In Spain, of the 40,000 Covid-19 cases reported till March 24, the country’s health ministry, said that 5,400 – nearly 14% -- involved medical professionals. Cases in Spain have more than tripled since, with 130,759 cases on Sunday, according to the Johns Hopkins Coronavirus Resource Centre, and 12,418 deaths.

In an article published in the New England Journal of Medicine Catalyst on March 21, doctors from the Papa Giovanni XXIII Hospital in Bergamo in Italy’s Lombardy region, which is among the worst-hit regions in Europe, said, “Our own hospital is highly contaminated.”

The paper drew attention to the dire conditions in which the medical staff are working in the country. “Most hospitals in the region,” the doctors said in the paper, “were overcrowded, nearing collapse while medications, ventilators oxygen and PPE [Personal Protection Equipment] are not available.”

According to Medscape, as many as 61 doctors and healthcare workers have succumbed to the virus in Italy till March 31. Till Sunday, Italy has reported 124,632 confirmed cases and 15,362 deaths.

Highlighting that hospitals may be the main carriers of the infection “as they are rapidly populated by infected patients, facilitating transmission to uninfected patients”, the doctors said ambulances and personnel ferrying patients to the hospitals may also become vectors of the virus.

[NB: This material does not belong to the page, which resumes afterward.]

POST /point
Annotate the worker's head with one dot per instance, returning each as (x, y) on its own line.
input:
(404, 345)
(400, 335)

In their paper, the doctors warned that such hospital personnel, who get the infection from patients or contaminated hospital equipment, were probably carrying the contagion back into the community.

The most contaminated zones in hospitals were ICUs, (31.9%), obstetric isolation wards specialised for pregnant women with novel coronavirus pneumonia or NCP (28.1%), and isolation wards for NCP (19.6%), according to a yet-to-be peer-reviewed meta-analysis of 32 studies published in MedRxiv, a pre-print server for health sciences.

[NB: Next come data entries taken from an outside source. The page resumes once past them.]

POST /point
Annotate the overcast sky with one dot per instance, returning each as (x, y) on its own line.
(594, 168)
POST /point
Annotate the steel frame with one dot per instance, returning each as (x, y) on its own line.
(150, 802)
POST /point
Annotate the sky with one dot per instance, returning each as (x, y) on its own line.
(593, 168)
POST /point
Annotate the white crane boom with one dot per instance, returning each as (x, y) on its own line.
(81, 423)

The most contaminated objects, the study said, are self-service printers (20.0%), desktop/keyboard (16.8%), and doorknob (16.0%). Both hand sanitizer dispensers (20.3%) and gloves (15.4%) were the most contaminated PPE.

The Italian doctors called for replacing centralised, hospital based and patient-centered care with community-centred, telemedicine, to “avoid unnecessary movement and release pressure from hospitals”.

Of the over 50 doctors and healthcare workers that have tested positive for the disease in India over the last two weeks, many were not involved in treating Covid-19 patients. These included a doctor at the Delhi State Cancer Institute and a resident doctor of the All India Institute of Medical Sciences (AIIMS), Delhi, and his nine-month pregnant wife. All three tested positive last week.

“Indian hospitals have been adequately equipped so far. The doctors and medical staff are well aware which is why they are taking all PPE and hygiene guidelines seriously. But controlling this pandemic needs cooperation of the government and the public, which also includes medical staff. If a patient hides his/her history or symptoms, it will lead to more infections and situations like what happened at Ganga Ram where over 100 doctors have been quarantined. However, we will need more PPE and more equipment in the coming weeks, because if hospitals start becoming spreaders of the contagion like it did in Italy, the situation could get much worse very quickly,” said Dr Dhiren Gupta, a senior consultant at New Delhi’s Sir Ganga Ram Hospital.